Plato: The Really Real

4.1 Plato’s Life and Times

Born into an aristocratic and influential Athenian family, and raised during the Peloponnesian War, Plato’s family expected him to go into politics, but he fell in love with philosophy. After his mentor, Socrates, was executed in 399 BCE, a disgusted Plato left Athens. He returned in 387 to found the Academy, often considered the first university.

His Academy developed thinkers such as Aristotle. Plato spent time writing dialogues, typically divided into stages: early, middle, and late. These reflect developments in his thinking; he extended and effectively completed Socrates’s interest in ethics to a systematic philosophy encompassing ideas in metaphysics and epistemology.

4.2 Knowledge and Reality

Plato believed that there are truths to be discovered; that knowledge is possible. Moreover, he held that truth is not, as the Sophists thought, relative. Instead, it is objective; it is that which our reason, used rightly, apprehends. Through his systematic philosophy, he developed a formidable rejection of skepticism, the view that we lack knowledge in some fundamental way.

Believing and Knowing

For Plato, there is a distinction between believing and knowing. Since there are objective truths to be known, we may believe X, but belief alone does not guarantee we are correct. There are three necessary and sufficient conditions, according to Plato, for one to have knowledge: (1) the proposition must be believed; (2) the proposition must be true; and (3) the proposition must be supported by good reasons, which is to say, you must be justified in believing it.

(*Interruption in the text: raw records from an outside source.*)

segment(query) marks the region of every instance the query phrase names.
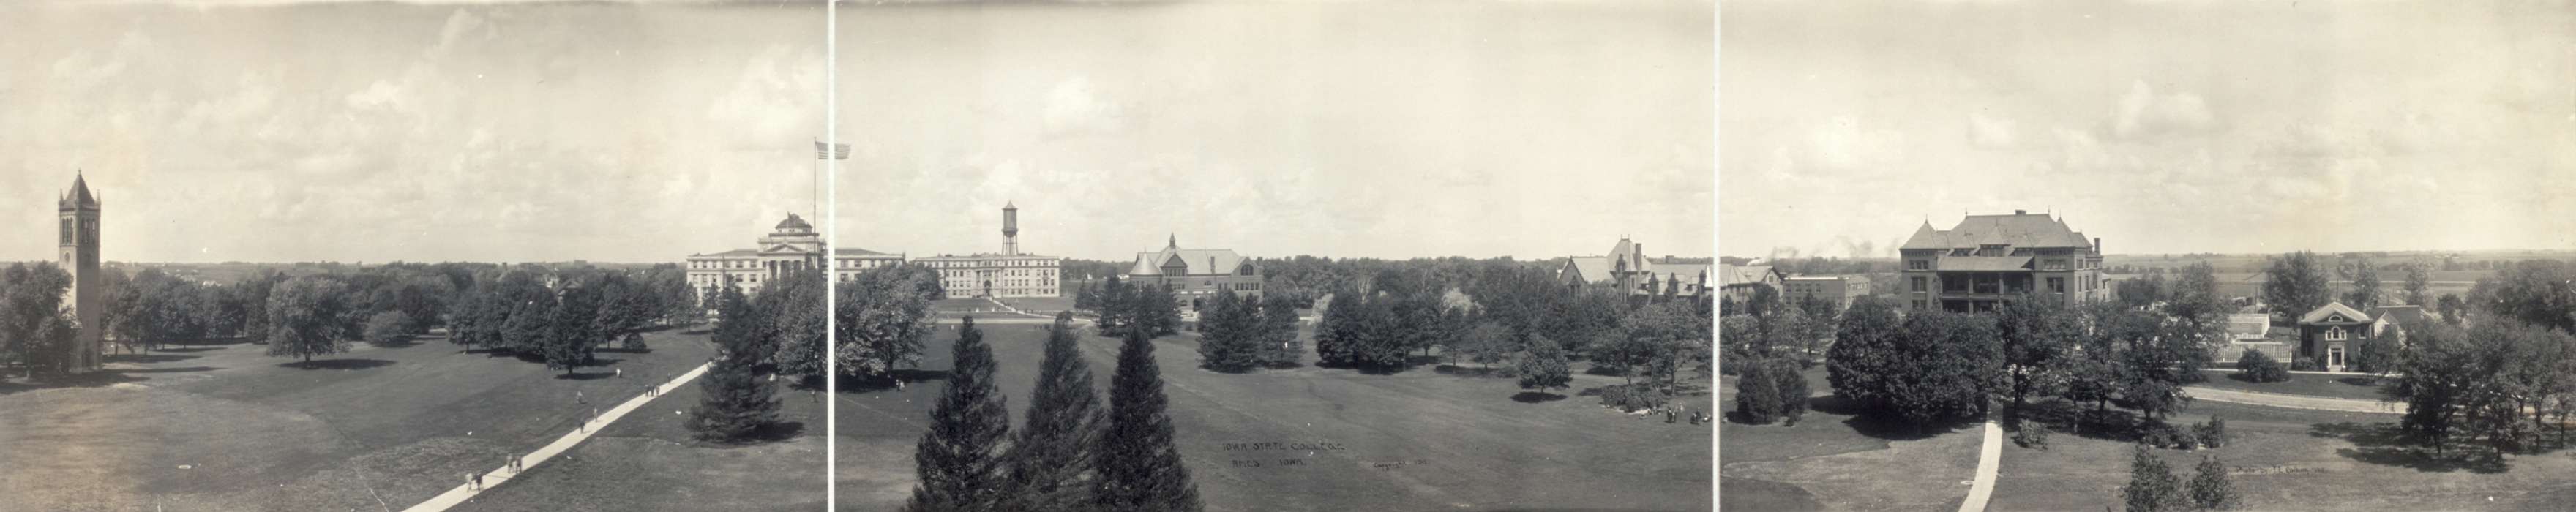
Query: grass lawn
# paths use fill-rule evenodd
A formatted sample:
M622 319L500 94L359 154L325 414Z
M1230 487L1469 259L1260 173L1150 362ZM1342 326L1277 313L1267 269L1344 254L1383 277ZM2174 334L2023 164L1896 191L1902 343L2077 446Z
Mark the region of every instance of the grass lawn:
M2302 373L2290 374L2290 380L2286 382L2253 382L2246 380L2243 373L2239 373L2235 370L2204 370L2202 373L2208 375L2209 379L2194 385L2239 391L2322 396L2327 398L2350 398L2355 400L2380 399L2379 390L2384 389L2384 385L2389 382L2385 379L2374 380L2370 377L2358 375L2316 375Z
M0 385L0 496L27 510L399 509L703 363L704 339L650 333L652 351L602 352L578 378L436 338L309 367L238 343L111 356L80 382Z
M822 508L822 395L780 381L781 433L792 436L711 445L692 439L688 416L680 414L703 396L699 382L654 398L581 446L456 510Z
M1044 333L1026 324L981 327L1001 361L997 379L1017 423L1036 379ZM910 495L913 445L940 392L955 336L952 326L934 335L921 365L925 370L907 374L916 385L837 397L836 478L844 510L892 510ZM1171 401L1175 442L1210 510L1712 505L1713 447L1705 426L1620 414L1591 397L1516 400L1521 390L1510 380L1429 367L1391 375L1311 365L1220 374L1198 368L1196 340L1162 338L1155 356ZM1117 342L1086 337L1083 352L1105 402ZM1311 364L1312 354L1307 357ZM1617 381L1580 376L1575 390ZM1227 449L1228 443L1261 442L1322 448Z
M2199 456L2219 457L2248 510L2543 510L2576 500L2576 457L2559 451L2499 463L2436 460L2396 441L2395 418L2195 402L2169 420L2227 419L2232 444L2155 450L2188 480ZM2117 507L2131 443L2058 432L2049 449L2006 445L1990 510Z
M1057 311L1073 309L1072 297L1011 297L998 300L1011 307L1020 308L1021 311L1038 314L1051 315Z
M1823 367L1804 375L1808 389L1832 389ZM1721 379L1717 405L1732 408L1735 378ZM1916 434L1860 419L1831 396L1810 404L1796 426L1720 423L1726 510L1946 510L1966 499L1976 430Z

Thus, for Plato, knowledge is justified, true belief.

Reason and the Forms

Since truth is objective, our knowledge of true propositions must be about real things. According to Plato, these real things are Forms. Their nature is such that the only mode by which we can know them is rationality. Forms are the eternal and immutable blueprints or models for everything that is. Consequently, they are more real than their particulars.

Because the Forms make particulars possible, they explain what is—we can understand what is by understanding the Forms. We can also extrapolate from particulars to get closer to contemplating the Forms. This extrapolation process is made possible by the way that reason works.

Unlike the senses, which can only tell us about this or that sensation, reason can think both about particulars and general concepts. Since the Forms are the most general things there are, the only way we can consider them is by way of our rationality. Moreover, Plato holds that our souls learned about the Forms before we were born, so we already know them—we have innate knowledge that needs to be elicited through the Socratic method.

Plato’s Rationalism

Following Parmenides, Plato privileges rationalism over empiricism, or reason over the senses, as the way we know. Unaided by the senses, reason will come to contemplate the Forms.

4.3 Allegory of the Cave

Plato’s Allegory of the Cave explains, among other things, how we come to the proper use of our reason to know the Forms.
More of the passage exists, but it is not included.